I had been working under the assumption that Governor Deal would successfully persuade some reluctant Georgia lawmakers to move the date of next year’s referendums on regional transportation sales taxes (the so-called TSPLOST) from the summer primary to the November general election.
But the effort to move the vote ended on Wednesday. From the AJC’s piece Republicans, unable to reach compromise, pull plug on moving transportation referendum:
And while the governor’s staff told The Atlanta Journal-Constitution and The Associated Press on Wednesday that the governor and GOP leaders in the Legislature had agreed to move the date, Speaker David Ralston, R-Blue Ridge, and Senate President Pro Tem Tommie Williams, R-Lyons, later said no deal had been reached.
That led to the decision to pull the issue entirely and leaves supporters of the transportation referendums — which could add $6 billion over 10 years for metro Atlanta transportation needs — trying to build a campaign without a firm grasp on when the vote will actually be held.

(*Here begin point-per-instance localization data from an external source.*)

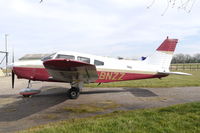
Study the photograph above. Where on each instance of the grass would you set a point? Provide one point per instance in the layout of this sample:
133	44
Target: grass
169	81
183	118
91	108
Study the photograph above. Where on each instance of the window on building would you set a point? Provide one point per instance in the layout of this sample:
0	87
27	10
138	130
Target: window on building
98	63
83	59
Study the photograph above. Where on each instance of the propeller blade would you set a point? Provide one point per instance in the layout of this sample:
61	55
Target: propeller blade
13	79
13	74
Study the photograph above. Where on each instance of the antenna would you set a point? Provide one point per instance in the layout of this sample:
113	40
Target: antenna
6	50
6	53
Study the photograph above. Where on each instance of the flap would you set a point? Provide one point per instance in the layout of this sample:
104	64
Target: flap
71	71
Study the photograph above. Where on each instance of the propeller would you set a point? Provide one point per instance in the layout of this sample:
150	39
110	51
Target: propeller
13	74
13	79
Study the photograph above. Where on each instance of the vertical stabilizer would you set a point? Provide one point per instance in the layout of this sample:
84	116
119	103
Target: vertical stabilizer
163	55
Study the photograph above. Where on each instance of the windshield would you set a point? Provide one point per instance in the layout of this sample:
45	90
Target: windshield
48	57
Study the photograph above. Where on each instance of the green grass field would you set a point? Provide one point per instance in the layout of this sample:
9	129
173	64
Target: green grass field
183	118
170	81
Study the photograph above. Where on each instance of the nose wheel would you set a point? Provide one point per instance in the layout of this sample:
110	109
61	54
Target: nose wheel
73	93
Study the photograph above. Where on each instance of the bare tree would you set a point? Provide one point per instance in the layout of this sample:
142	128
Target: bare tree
185	5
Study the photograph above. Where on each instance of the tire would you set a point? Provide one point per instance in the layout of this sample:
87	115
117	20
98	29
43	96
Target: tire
73	93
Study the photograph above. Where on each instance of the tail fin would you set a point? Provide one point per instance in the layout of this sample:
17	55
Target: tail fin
163	55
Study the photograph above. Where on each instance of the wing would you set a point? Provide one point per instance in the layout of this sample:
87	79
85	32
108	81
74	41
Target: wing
175	73
71	71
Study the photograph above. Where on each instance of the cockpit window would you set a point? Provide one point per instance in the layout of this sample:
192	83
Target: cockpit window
98	63
83	59
61	56
48	57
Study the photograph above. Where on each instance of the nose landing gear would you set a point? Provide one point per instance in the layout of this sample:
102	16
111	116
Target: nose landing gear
74	92
27	92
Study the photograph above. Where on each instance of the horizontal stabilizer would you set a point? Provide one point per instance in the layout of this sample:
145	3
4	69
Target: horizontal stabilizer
175	73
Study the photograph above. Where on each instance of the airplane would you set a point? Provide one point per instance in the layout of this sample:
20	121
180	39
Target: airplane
78	68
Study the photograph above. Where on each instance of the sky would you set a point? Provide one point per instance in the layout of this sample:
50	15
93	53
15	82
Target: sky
125	28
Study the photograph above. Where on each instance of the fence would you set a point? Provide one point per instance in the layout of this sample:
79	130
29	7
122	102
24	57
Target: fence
186	66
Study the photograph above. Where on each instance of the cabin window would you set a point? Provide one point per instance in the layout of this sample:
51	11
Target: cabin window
48	57
98	63
61	56
83	59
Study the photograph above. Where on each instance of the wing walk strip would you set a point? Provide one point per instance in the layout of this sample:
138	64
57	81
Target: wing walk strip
126	71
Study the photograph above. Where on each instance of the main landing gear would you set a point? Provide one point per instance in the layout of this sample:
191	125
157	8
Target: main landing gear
74	92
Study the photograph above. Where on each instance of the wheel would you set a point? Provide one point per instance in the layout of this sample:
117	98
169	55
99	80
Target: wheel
26	96
73	93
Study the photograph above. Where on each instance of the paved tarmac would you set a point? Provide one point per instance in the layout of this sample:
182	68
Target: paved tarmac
18	113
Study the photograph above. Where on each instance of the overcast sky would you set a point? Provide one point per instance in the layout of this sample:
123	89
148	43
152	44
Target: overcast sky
102	27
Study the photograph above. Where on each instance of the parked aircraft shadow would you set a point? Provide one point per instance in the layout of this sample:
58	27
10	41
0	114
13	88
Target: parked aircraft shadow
48	98
28	106
138	92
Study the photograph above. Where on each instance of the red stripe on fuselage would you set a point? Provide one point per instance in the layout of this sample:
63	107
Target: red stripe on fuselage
41	74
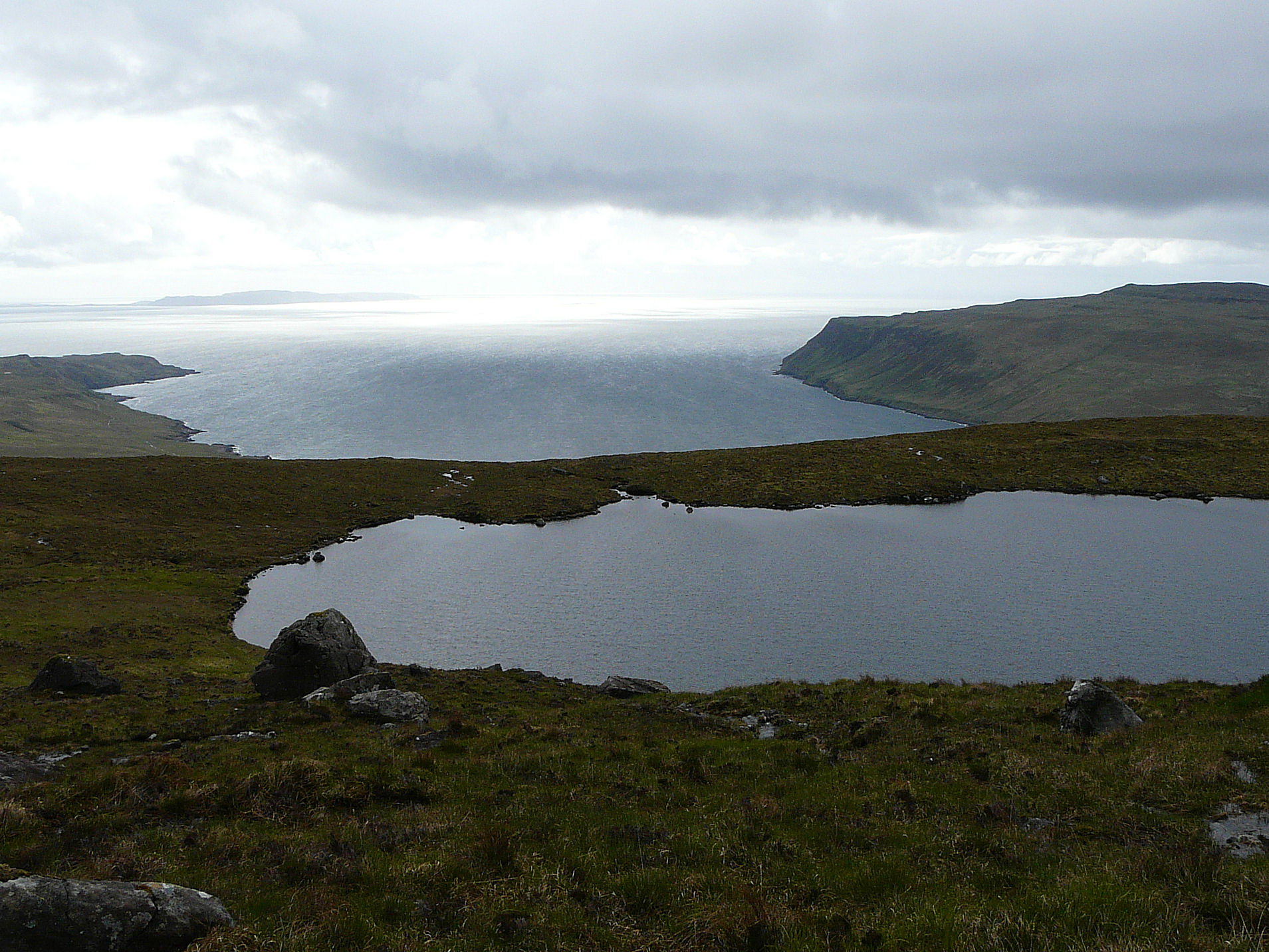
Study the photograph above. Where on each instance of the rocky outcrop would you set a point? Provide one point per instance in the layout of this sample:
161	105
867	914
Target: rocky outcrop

The move to November 2012, or staying in July, might be a critical factor in whether the referendum passes in metro Atlanta, depending on how close the vote is.
One political analyst, Republican pollster Mark Rountree, said failing to get the date moved was “totally” not a blow, since the referendum still has a chance of passing in July, and the date still has a chance of being moved to November.
But will the same Republicans who opposed the move to November 2012 change their minds in the next few months? Maybe, but why would they? They’ll be under steady pressure from Tea Party supporters and other anti-tax conservatives to leave the vote right where it is. Some additional Democrats might be willing to go along with a switch later — many of them were opposed this summer because of bitterness over redistricting. Still, the Republicans are in control and I’m not sure why they’d change their votes.
And do the regional sales taxes have good — even fair — chances of passing in the July 2012 primary, when the polls will presumably be dominated by those interested in the Republican Presidential primary? No.
I’ve consistently said that this regional system — another lousy idea to come to the fore during the Perdue administration — is flawed, and asking voters to tax themselves to fund critical infrastructure is a huge political cop-out.
And now it looks like the state will dither around with this for another year before being forced to go back to the drawing board.
Charlie Harper has an interesting column about what this means for the Atlanta area, where the need for transportation spending is greatest: Atlanta TSPLOST On Track To Be Roadkill.
By the way, this week’s special session might have revealed some deep fissures between the governor and the legislature’s Republican leadership. The AJC also notes:
For Deal, the crumbling of the apparent agreement came after lawmakers failed to make changes the governor wanted to new state House district maps. As the Republican-controlled House redrew the 180 state House districts, they split Hall County — Deal’s home county — into seven pieces.
Ralston said it was his “objective to fix the problem,” but the maps passed both chambers and were sent to Deal’s desk with Hall County still a puzzle. Despite that, however, the governor late Wednesday signed both the House and Senate maps into law.